Ayrıca bölge halkları arasındaki önyargılar tamamen ortadan kalkmamış olmakla birlikte, özellikle genç kuşaklar arasında daha çok kültürel iş birliği ve karşılıklı tanıma yönünde eğilimler göze çarpmaktadır. Sivil toplum kuruluşları, kültürel dernekler ve diaspora faaliyetleri, Balkan Türkleri ve Müslümanlarının hem kendi kimliklerini korumalarında hem de bölge halklarıyla barışçıl bir diyalog geliştirmelerinde önemli roller oynamaktadır.

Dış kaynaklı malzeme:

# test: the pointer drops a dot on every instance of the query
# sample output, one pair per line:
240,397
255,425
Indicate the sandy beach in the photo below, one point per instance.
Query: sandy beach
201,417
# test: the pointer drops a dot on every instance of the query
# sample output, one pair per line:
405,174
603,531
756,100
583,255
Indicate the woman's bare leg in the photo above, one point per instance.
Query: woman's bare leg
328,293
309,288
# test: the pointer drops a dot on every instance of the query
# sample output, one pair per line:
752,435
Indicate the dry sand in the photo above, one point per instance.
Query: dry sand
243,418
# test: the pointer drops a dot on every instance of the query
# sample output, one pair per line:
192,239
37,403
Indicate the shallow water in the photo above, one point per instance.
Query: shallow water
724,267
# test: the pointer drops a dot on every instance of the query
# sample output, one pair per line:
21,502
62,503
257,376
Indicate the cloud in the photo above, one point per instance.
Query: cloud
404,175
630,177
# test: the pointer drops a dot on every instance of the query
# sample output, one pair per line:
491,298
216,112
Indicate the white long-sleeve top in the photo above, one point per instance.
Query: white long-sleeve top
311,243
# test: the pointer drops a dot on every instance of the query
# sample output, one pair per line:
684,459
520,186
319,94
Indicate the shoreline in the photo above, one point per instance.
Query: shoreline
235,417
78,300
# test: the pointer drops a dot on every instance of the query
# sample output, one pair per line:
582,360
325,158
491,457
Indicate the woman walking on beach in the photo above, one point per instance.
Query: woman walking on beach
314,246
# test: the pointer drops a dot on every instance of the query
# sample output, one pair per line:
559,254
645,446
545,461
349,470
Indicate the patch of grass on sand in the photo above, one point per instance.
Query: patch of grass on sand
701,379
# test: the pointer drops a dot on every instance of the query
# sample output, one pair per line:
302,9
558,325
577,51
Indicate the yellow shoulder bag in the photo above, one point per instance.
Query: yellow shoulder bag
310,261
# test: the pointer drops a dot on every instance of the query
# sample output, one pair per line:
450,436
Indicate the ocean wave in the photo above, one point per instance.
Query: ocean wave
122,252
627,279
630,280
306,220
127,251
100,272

Sonuç olarak Tito sonrası dönemde Balkan Türkleri ve Müslümanlarının yaşadığı süreç, bir yandan kimlik mücadelesi ve siyasi dışlanma ile şekillenmiş, diğer yandan göç, kültürel direnç ve sınırlı kazanımlarla bugüne kadar ulaşmıştır. Gelecekte bu toplulukların konumunu belirleyecek olan temel unsur, Balkan devletlerinin demokratikleşme kapasitesi ve Avrupa ile bütünleşme süreçlerinde azınlık haklarına gösterecekleri samimiyet olacaktır.